Some respondents supported the managing of requests for case-level data by the Data Access Panel and the Senior Data Governance Panel, welcoming such oversight of access to data. They considered it necessary to have clear directions for applicants on the limitations and implications of misuse. One respondent emphasised that the principle of open justice is important, but it should be balanced with other principles and with considerable awareness of risks, pointing to the principles set out in the Re-use of Public Sector Information (RPSI) Act 2015.
Promoting justice data re-uses
Respondents suggested that justice data could be made more accessible through the following ways:
- Enabling downloadable data sets in a machine-readable format;
- Centralised judgments in a single portal;
- Publication of a complete catalogue of available data;
- Publication of reporting restrictions;
- Publication of data in digestible format for non-experts.
Respondents also suggested the following potential re-uses of justice data that could be set up or expanded:
- Continued publication of statistics (e.g. length of sentences, percentages of unrepresented defendants, length of remand decisions, outcomes of cases);
- Publication of aggregate anonymised data;
- Publication of high-level statistical data on the use of the courts and tribunals system;
- Linking of data with other government departments (e.g. NHS, Department of Education).
Respondents also suggested developing clear guidance on the re-uses of data that can be applied for, outlining uses that could serve the public good. They raised the importance of re-using justice data to understand user-journeys, the functioning of the system, and how the system serves people going through it. Respondents, namely academics and civil society groups, felt that having more data was important to help better understand the criminal justice system. Data reuse can enable public legal education programmes and materials.
Barriers to justice data
Respondents highlighted a number of challenges and barriers to accessing data, including:
- Resourcing issues (e.g., unanswered emails or phone calls) and the lack of a single point of contact
- Unclear processes and/or routes for requests
- The lack of data collection
- The format and structure of data
- Old legacy systems that are not suitable for bulk data downloads
- Incomplete free databases online and the costs of accessing commercial legal databases, data protection and privacy regulations
- Restrictions to computational uses
- The lack of a clear and consistent definition and scope of justice data
- The complexity of the legal systems and processes
- Complex user manuals and jargon heavy data
- Lack of knowledge of the data that exists or is available for re-use
- Fear and a lack of understanding of how data might be used
- Inconsistencies in data sharing and publication across government departments.

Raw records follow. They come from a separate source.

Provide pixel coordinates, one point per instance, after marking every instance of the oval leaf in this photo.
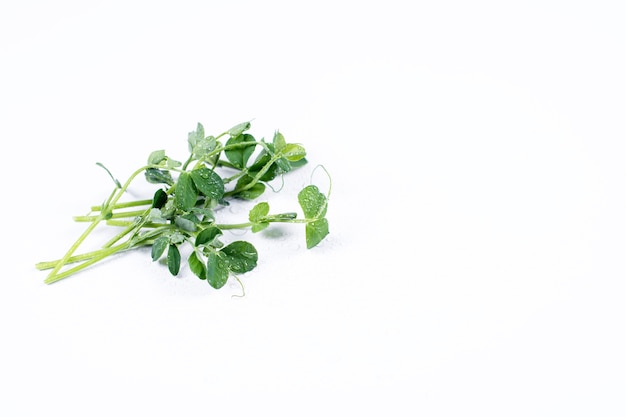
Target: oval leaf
(216, 270)
(237, 154)
(315, 232)
(208, 182)
(241, 256)
(185, 195)
(158, 247)
(313, 202)
(259, 211)
(207, 236)
(173, 260)
(196, 265)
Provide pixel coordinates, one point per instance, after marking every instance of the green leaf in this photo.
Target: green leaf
(315, 232)
(196, 265)
(158, 247)
(279, 141)
(207, 214)
(216, 270)
(173, 259)
(239, 155)
(204, 147)
(313, 202)
(251, 193)
(185, 224)
(259, 211)
(159, 176)
(241, 256)
(264, 159)
(293, 152)
(208, 182)
(186, 193)
(156, 216)
(159, 199)
(207, 236)
(239, 129)
(195, 136)
(156, 157)
(257, 227)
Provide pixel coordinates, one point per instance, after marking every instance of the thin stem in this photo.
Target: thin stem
(128, 204)
(119, 215)
(111, 201)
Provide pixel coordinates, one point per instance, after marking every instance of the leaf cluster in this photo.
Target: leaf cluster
(219, 170)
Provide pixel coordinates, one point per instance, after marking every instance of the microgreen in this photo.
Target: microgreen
(183, 212)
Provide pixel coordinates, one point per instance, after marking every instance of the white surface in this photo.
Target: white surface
(475, 265)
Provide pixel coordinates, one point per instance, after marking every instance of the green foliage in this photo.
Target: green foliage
(183, 211)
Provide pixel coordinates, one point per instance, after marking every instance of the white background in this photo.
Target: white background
(475, 265)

More broadly, respondents also highlighted the lack of readily available Application Programming Interface and licensing regimes. Where they do exist, as in the case of the Find Case Law service, respondents noted a lack of clarity and delays for transactional licence applications.

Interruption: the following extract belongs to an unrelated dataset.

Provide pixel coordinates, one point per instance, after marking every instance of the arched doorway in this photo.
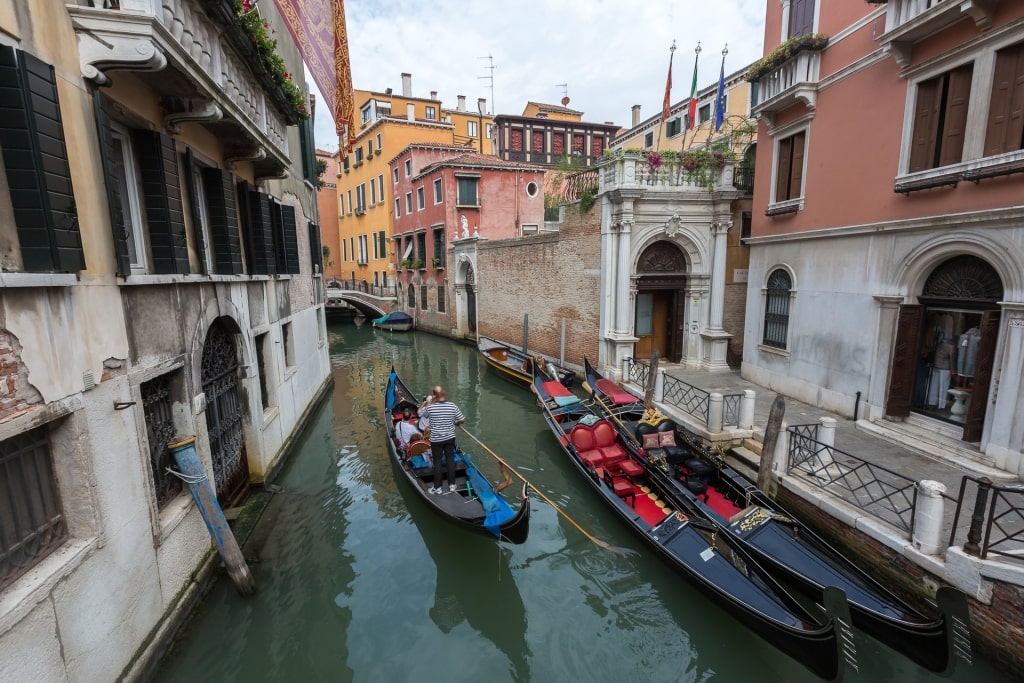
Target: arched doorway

Respondents, namely civil society groups and academics, considered that the financial cost of accessing data was often a barrier to creating large data sets, and financial barriers will most likely lead to the creation of new gatekeepers (or reinforce existing gatekeepers), and will limit the development of new technologies.
Misconceptions on justice data uses
Several respondents, including civil society groups and legal associations, referenced research undertaken by Ipsos on behalf of the Legal Education Foundation, which provided information on some of the common misconceptions about justice data usage, including concerns on how that data might be used. One respondent highlighted findings from the research showing that most members of the public were unaware of the information contained in court records, or about who has access to court records. They also considered that the research demonstrated a lack of awareness of how judgments are used as precedents in a common law system.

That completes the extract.